Tuscany / Toscana
Tuscany… is there a scene in the world of wine more iconic than a cypress-lined vineyard? Even before the Greeks, wine played a central role in the daily life of this region. Ricasoli, Antinori, Frescobaldi – some of the world’s oldest – not just wine companies – but companies – are the great Tuscan wine families.
Tuscany is the largest region of central Italy, and has a broad range of wine styles. One can see this in the number of DOCGs and DOCs, in which it trails only Piemonte.
Tuscany makes history
Grand Duke Cosimo III de Medici made history with his 1716 Bando. This document protected wine making in Chianti and other areas. It was the forerunner to the disciplinare, the rulebook which all appellations must now have.

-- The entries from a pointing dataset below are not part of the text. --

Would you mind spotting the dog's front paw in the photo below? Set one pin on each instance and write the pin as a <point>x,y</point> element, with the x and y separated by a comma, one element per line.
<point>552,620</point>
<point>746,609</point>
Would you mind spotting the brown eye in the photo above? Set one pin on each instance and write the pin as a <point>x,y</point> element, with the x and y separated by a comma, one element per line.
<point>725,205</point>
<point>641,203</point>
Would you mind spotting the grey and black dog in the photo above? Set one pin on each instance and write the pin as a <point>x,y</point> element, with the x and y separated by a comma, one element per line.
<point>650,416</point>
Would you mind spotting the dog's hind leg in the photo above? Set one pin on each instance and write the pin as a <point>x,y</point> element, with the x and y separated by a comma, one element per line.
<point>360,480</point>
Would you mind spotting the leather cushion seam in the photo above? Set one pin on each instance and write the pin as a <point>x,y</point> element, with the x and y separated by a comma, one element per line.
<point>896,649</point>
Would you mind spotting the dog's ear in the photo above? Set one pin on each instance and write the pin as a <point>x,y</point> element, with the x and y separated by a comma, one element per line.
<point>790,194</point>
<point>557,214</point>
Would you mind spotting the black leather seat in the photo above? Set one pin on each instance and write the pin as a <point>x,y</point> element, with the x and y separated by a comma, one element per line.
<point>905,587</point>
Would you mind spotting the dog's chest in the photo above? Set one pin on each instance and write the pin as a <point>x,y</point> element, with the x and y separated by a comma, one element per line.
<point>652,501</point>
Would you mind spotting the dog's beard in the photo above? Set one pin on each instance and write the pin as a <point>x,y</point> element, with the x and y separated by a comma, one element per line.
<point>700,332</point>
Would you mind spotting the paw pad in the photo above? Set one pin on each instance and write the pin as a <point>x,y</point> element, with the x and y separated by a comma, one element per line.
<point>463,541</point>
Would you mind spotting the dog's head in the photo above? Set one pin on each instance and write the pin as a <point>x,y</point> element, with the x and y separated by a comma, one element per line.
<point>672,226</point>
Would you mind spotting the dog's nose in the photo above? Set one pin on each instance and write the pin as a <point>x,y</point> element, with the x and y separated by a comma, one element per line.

In the 1980’s, some winemakers broke from tradition, planting French grapes such as Cabernet Sauvignon, Merlot and Syrah. They employed experts and new techniques, tearing up the rule book, not just for Tuscan wine, but for red wine production all through the country. This marked the birth of the SuperTuscans.
Tuscany marks the beginning of Italy’s “Mediterranean” climate, which is when the sea affects day / night temperatures and the seasons. Meanwhile, the Apuan Alps in the north push away bad weather, keeping things dry and warm.
The coastal DOCs of Colli di Luni and Maremma enjoy cool sea winds. Low temperatures prompt the grapes to hang on to their acids at night. This makes for ageworthy wines with bright, fresh flavours.
Away from the sea, in the two-thirds of the region which is hilly, one finds some prized names. The list includes the eight zones of Chianti, as well as Brunello di Montalcino and Vino Nobile di Montepulciano. There are many others. In these areas, the summers are hot and the winters are cold.